My other approach has been using Barney as a model and the idea of dark and light sides to us. My interest is in what we show and what we hide. The other part of this is the feeling that I don’t particularly like doing portraits or seeing very posed portraits. It’s a personal preference, probably because I am not good at posing people and I prefer moments that capture people unawares so that I get to see the dark side that is normally hidden, or apparently unaware so they display a different part of their bodies and faces. This could be the way forward. While studying Context and Narrative, I came across an article about Nadav Kander and his photographs of David Beckham that he had taken over the course of several years.
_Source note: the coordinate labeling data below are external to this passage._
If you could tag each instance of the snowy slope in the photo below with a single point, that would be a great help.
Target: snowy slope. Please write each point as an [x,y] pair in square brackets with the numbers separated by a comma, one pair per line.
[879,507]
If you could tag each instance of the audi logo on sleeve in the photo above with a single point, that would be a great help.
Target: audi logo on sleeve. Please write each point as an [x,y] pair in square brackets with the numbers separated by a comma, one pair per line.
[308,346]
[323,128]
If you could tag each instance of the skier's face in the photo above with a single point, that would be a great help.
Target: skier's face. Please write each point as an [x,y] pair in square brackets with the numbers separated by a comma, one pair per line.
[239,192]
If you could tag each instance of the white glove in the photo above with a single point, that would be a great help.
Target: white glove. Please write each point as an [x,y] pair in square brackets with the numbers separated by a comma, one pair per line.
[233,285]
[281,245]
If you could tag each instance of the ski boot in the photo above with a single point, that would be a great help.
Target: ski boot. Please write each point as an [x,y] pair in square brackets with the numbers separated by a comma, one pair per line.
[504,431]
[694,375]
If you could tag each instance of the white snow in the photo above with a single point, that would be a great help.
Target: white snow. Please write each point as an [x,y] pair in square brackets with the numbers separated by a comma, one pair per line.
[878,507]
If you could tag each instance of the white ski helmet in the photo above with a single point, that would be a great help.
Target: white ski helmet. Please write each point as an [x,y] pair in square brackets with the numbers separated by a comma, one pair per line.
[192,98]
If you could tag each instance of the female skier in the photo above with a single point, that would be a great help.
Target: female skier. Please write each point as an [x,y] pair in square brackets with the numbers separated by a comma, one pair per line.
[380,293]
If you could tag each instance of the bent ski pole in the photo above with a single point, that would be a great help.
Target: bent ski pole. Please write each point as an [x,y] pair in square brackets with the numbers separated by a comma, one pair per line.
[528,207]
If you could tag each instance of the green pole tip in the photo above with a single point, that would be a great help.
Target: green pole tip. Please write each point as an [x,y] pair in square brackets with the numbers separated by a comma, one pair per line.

The ones that caught my eye and imagination were of Beckham’s tattoos, and there were examples of diptychs and a panel like a contact sheet with sixteen individual shots of all parts of his upper body and head.
This one David Beckham, 16 pictures, 2015 illustrated that it is possible to get a portrait of someone without focusing solely on their face or have them looking at the camera. I revisited Kander’s website to check it out again and found that my reaction to it had not changed. In some ways, it breaks the codes of portraits and photographs that we all try to follow: don’t crop too tightly, have them looking at the camera, no closed eyes. But it works as it is a combination of parts of him that make up the external appearance of the person he is. It is difficult not to look at this without the fact that Beckham is extremely well known and there is the context of him being a footballer, a business man and husband/father.
With this in mind, I am going back to Barney and pursuing the original idea and expanding on the photographs that I took as a first shot to get a feel for it. First round was outside in daylight, second round was inside using natural light with a bit of flash and round three is inside using a basic studio set up and continuous lighting. I am interested to see if I can translate what I see in my mind onto a screen.